An employee at a stone masonry developed silicosis after his employer failed to protect him from the effects of silica dust in the workplace. How could the employer have controlled exposure to this harmful dust?

Work at the premises of GO Stonemasonry Ltd (GOS) created respirable crystalline silica (RCS) dust. Following exposure to RCS at work, one of its employees developed silicosis, a type of irreversible pulmonary fibrosis.

Silica is a natural material found in stone, sand, brick, tiles and concrete. RCS is released when the material is cut, sanded, abraded or carved, creating fine particles of dust that get deep into the lungs and stay there. Its impact on workers’ health is well known in the construction and related industries. As well as silicosis, exposure to RCS can cause chronic obstructive pulmonary disease, such as bronchitis and emphysema, and lung cancer.

Appropriate control measures include damping down materials, enclosing processes where possible, and providing dust extraction systems and suitable respiratory protective equipment (RPE). Health surveillance is also required due to the serious health risks of exposure.

The HSE’s investigation found that GOS had been cutting and working with stone for several years without any suitable and sufficient dust extraction. The company failed to ensure that RPE was adequately controlling workers’ exposure to RCS. In addition to having no appropriate work processes, systems or control measures in place, the company had no health surveillance to identify the early signs of effects on workers’ health.

GOS pleaded guilty to breaching its duty under s.2(1) Health and Safety at Work etc. Act 1974, to ensure, so far as is reasonably practicable, the health, safety and welfare at work of its employees.

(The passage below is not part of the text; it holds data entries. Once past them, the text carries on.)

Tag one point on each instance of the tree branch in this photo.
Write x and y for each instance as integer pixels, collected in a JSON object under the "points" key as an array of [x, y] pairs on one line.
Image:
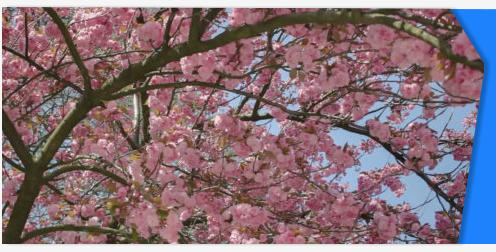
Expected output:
{"points": [[72, 48], [89, 229], [194, 28], [42, 69], [103, 172], [16, 141]]}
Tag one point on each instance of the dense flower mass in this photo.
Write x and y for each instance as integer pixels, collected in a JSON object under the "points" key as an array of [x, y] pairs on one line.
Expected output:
{"points": [[166, 125]]}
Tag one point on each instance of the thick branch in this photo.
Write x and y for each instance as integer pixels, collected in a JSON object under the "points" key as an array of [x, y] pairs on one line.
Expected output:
{"points": [[16, 141], [103, 172], [89, 229]]}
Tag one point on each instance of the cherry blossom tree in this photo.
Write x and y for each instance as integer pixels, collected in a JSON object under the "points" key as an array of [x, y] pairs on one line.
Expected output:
{"points": [[169, 125]]}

It was fined £8,000 and ordered to pay costs of £10,000.

Despite the well-known risks in the industry of exposure to silica dust, this employer did not have appropriate measures in place to control the risks of its workers developing serious health problems. Measures such as damping down materials, dust extraction systems and RPE should have been used, and health surveillance should have been carried out regularly to spot any early signs of illness.